Anecdotes historiques sur la coiffure des dames.

Anecdotes historiques sur la coiffure des dames.


Les femmes, chez les anciens, s'attachaient avec grand soin à cette partie de leur toilette. Les Israélites, malgré la simplicité de leurs mœurs, passaient beaucoup de temps à arranger leurs cheveux. La coiffure est et fut toujours riche en Turquie; tantôt elle est formée de tissus de soie et de tresses flottantes; tantôt c'est un turban orné de perles, ou bien une coiffure haute et pointue, ornée de pierreries. Mais quelle que soit sa forme, les femmes la couvrent toujours d'une écharpe dont les bouts retombent de chaque côté de la tête. En été, elles portent quelquefois cette écharpe sur l'épaule, à la chevalière, ce qui ajoute encore au charme de leur parure.
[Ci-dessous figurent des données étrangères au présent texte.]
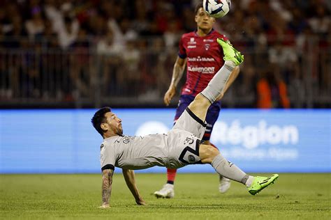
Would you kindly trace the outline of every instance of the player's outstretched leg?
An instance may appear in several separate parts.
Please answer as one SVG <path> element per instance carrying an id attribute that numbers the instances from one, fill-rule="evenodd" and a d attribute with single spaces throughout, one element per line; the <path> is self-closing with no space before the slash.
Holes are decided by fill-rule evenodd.
<path id="1" fill-rule="evenodd" d="M 208 84 L 208 86 L 189 106 L 189 109 L 199 118 L 205 120 L 207 111 L 212 103 L 223 96 L 224 88 L 232 71 L 244 61 L 244 56 L 233 48 L 228 41 L 217 39 L 224 52 L 225 63 Z M 207 100 L 207 101 L 206 101 Z"/>
<path id="2" fill-rule="evenodd" d="M 278 178 L 278 174 L 273 174 L 270 177 L 256 176 L 252 184 L 248 187 L 249 192 L 252 195 L 258 194 L 262 189 L 274 182 Z"/>
<path id="3" fill-rule="evenodd" d="M 228 162 L 217 149 L 211 146 L 201 144 L 199 157 L 203 164 L 210 164 L 219 174 L 245 184 L 252 195 L 259 193 L 278 178 L 278 174 L 270 177 L 253 177 L 247 175 L 233 163 Z"/>

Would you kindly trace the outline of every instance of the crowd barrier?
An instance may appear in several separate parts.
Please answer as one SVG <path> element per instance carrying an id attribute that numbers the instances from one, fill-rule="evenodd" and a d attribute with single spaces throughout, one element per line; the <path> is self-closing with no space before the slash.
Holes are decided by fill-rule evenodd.
<path id="1" fill-rule="evenodd" d="M 102 138 L 90 122 L 95 111 L 0 110 L 0 173 L 100 173 Z M 128 135 L 166 132 L 175 115 L 173 109 L 113 111 Z M 330 109 L 223 109 L 211 141 L 247 172 L 330 172 Z M 190 165 L 179 172 L 214 171 Z"/>

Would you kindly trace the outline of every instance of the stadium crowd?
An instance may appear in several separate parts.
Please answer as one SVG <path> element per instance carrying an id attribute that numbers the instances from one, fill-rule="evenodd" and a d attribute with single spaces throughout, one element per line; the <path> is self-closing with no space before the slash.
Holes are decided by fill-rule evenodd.
<path id="1" fill-rule="evenodd" d="M 70 102 L 96 89 L 161 100 L 180 36 L 196 26 L 198 1 L 1 1 L 0 102 Z M 330 107 L 330 11 L 327 0 L 233 0 L 214 28 L 246 59 L 225 103 Z M 327 98 L 307 102 L 316 96 Z"/>

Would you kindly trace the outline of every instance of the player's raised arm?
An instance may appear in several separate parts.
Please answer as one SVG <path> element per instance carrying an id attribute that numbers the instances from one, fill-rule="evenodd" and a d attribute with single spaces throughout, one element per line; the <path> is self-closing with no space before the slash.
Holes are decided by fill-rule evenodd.
<path id="1" fill-rule="evenodd" d="M 163 97 L 164 104 L 167 106 L 169 105 L 171 100 L 176 94 L 176 87 L 180 79 L 183 77 L 184 70 L 186 63 L 186 59 L 177 56 L 176 63 L 175 63 L 171 83 Z"/>
<path id="2" fill-rule="evenodd" d="M 104 169 L 102 171 L 102 205 L 99 207 L 109 207 L 109 198 L 112 194 L 113 169 Z"/>
<path id="3" fill-rule="evenodd" d="M 123 169 L 123 175 L 124 176 L 125 182 L 128 189 L 131 191 L 132 194 L 135 197 L 135 203 L 138 205 L 146 205 L 145 202 L 142 200 L 139 191 L 135 185 L 135 173 L 133 171 Z"/>

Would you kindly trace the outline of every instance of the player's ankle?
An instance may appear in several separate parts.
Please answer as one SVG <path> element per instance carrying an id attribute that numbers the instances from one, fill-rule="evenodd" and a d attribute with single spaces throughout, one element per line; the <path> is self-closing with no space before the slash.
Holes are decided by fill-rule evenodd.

Les femmes de la Turquie d'Asie ont une mise toute différente; elles sont ordinairement enveloppées d'un large capuchon qui les cache de la tête aux pieds, et ne laisse apercevoir que le haut de leur visage. Les habitantes de l'île de Chio ont une mise charmante; elles se coiffent généralement avec des fichus qu'elles posent comme les paysannes des Basses-Pyrénées; elles en forment ainsi une coiffure haute, ornée de rubans. Un signe distinctif de cette coiffure, c'est un double nœud formé sur le devant du front. Les Persanes portent les cheveux frisés en boucles flottantes, tombant sur le derrière du cou et le dessus des épaules: leurs masses de cheveux onduleux sont pressées à leur racine par un ample turban fait, pour la plupart du temps, avec un cachemire. L'ornement le plus en usage le plus en usage chez les femmes est une aigrette; celles qui veulent donner de la grâce à leur coiffure, disposent ordinairement l'étoffe pour que les coins du châle retombent sur un des côtés, ce qui accompagne fort bien une figure longue et fait disparaître la sévérité du turban, sans en diminuer la beauté. Tout le monde sait quelles recherches les femmes grecques mettaient à leur coiffure, et certes il n'y a pas d'ornemens ni de parfums en usage chez nos petites maîtresses qui n'aient été employés par les élégantes d'Athènes ou de Corinthe. Les Romaines ne cédaient à aucune nation pour la recherche des ornemens, et dans la manière de tresser ou de friser leurs cheveux. Quant à la variété qu'elles donnaient à leurs modes, les musées nous en disent assez long pour que nous soyons convaincus que les femmes savaient unir la grâce à la simplicité. Ainsi, la coiffure a fait, comme les sciences, elle s'est perfectionnée à mesure que le monde s'est civilisé, et ce n'a été que par suite de grandes catastrophes que, dans certains pays, les femmes se sont vues tout à coup privées de leur chevelure: il a fallu que des barbares aillent soumettre la Grèce au joug du sultan, pour que les arts et tous les signes distinctifs qui caractérisaient une nation aussi intéressante, retombassent dans l'abrutissement le plus complet.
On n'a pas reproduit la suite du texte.